Nel 1920, Walter Lippmann disse che la crisi delle democrazia occidentale è una crisi del giornalismo. Il legame fra scelta ed elaborazione delle notizie – la narrazione del mondo – e il modo in cui lo stato democratico si pone è profondissimo: mentre in un regime autoritario l’informazione è affare di pochi, in democrazia è uno dei nervi portanti del sistema.

Il termine bolla filtro è dato dall’attivitàst di Internet chiamato Eli Pariser e rappresenta le ricerche personali dal sito Web che indovina circa le informazioni della parola chiave dell’utente. Si controlla il post proprio qui per conoscere i link per ottenere la cronologia di navigazione e la cronologia di ricerca degli utenti che hanno utilizzato nel corso del tempo.

Dalle rivoluzionarie tesi di Lippmann – in netta controtendenza con lo stile di giornalismo precedente, molto più personale e “interpretativo” – giunge l’idea che l’obbligo dei giornalisti sia quello di contribuire alla creazione di un racconto oggettivo dei fatti, in modo che ogni cittadino potessere accedere alla medesima realtà condivisa, senza filtri di opinioni. Per tutto il resto del Novecento questo ideale etico è stato fondamentale, e inseguito con maggiore o minore successo.

Ma con l’avvento del web?

Il recente e imperdibile libro di Eli Pariser, The Filter Bubble, parte da qui. Dal complesso rapporto fra fatti e opinioni, e soprattutto dall’idea che internet stia portando avanti un enorme processo di disintermediazione: la selezione degli avvenimenti e il loro racconto è sempre meno in mano a professionisti del settore, e sempre più in mano alle macchine.

Ma dal punto di vista strettmente cronologico, l’indagine di Pariser parte da un post del blog ufficiale di Google, datato 4 dicembre 2009: Personalized search for everyone.

Sfuggito ai più, e soprattutto agli utenti comuni, si tratta invece di un annuncio epocale per molti versi. A giudizio di Parisier, è con questo post che si inaugura definitivamente la filter bubble, e cioè la “bolla informativa” in cui ognuno di noi tende a essere racchiuso. Se la ricerca è continuamente personalizzata, se il filtro delle informazioni è sempre più robusto e ritagliato su misura delle nostre convinzioni, allora l’idea stessa di una narrazione (tendenzialmente) condivisa svanisce. Con tutte le ricadute anche a livello civico e democratico.

Pariser sintetizza così le tre caratteristiche fondamentali della filter bubble:

  1. Sei solo nella bolla. Ogni alveo informativo è ricavato a partire dai gusti del singolo utente, e ricamato ad hoc sopra le proprie preferenze.
  2. La bolla è invisibile. Google non ha un chiaro agenda setting. La sua apparenza strettamente algoritmica, così pulita e “innocente” (fin dalla grafica) dà al lettore una totale impressione di neutralità.
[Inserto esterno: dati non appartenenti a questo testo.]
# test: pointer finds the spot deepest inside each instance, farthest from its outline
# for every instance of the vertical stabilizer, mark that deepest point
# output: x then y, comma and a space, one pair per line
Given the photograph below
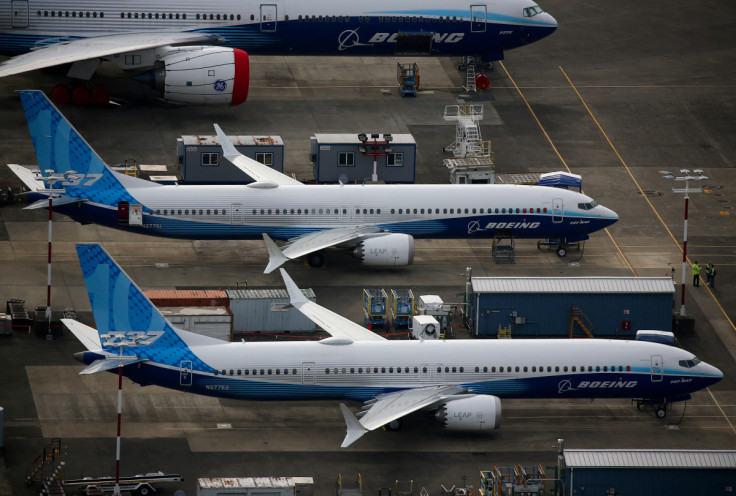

Inserisco un termine, ottengo un risultato: è tutto meccanico, e la meccanica funziona allo stesso modo per chiunque. Sbagliato. Ma tu non lo sai.
  3. Non scegli di entrare nella bolla. Se compri “Libero”, scegli di avere un certo tipo di informazione. Ma facendo ricerche su Google, i risultati saranno comunque personalizzati in certa misura – senza che nessuno te l’abbia detto.

Balcanizzazione del web? In un certo senso. Ma forse peggio ancora: balcanizzazione invisibile dell’informazione.

Intendiamoci – tutti noi creiamo continuamente delle bolle simili. Siamo portati per natura ad ascoltare le voci che più ci si confanno, leggere i quotidani relativi alla nostra visione del mondo, passare del tempo con le persone di cui condividiamo le idee e così via. In questo non c’è niente di sbagliato: dopotutto, nessuno è in grado di ascoltare ed elaborare qualsiasi opinione.

Ma se siamo persone sufficientemente aperte al nuovo – disposte alla serendipity, alla possibilità dell’incontro del diverso – queste bolle non si tramutano in prigioni. Ci sarà sempre spazio per accogliere il diverso ed evitare il confirmation bias – la tendenza di cercare soltanto quelle informazioni che confermano la nostra visione preconcetta del mondo.

Ma sulla rete Google comanda. Più dell’80% delle ricerche dipendono da big G, e big G – come abbiamo visto – fa della personalizzazione uno dei suoi cavalli di battaglia. Il dettaglio chiave della storia è che in questo sistema siamo costretti nella bolla senza nemmeno saperlo. E il mondo tende a diventare un’appendice dei nostri gusti.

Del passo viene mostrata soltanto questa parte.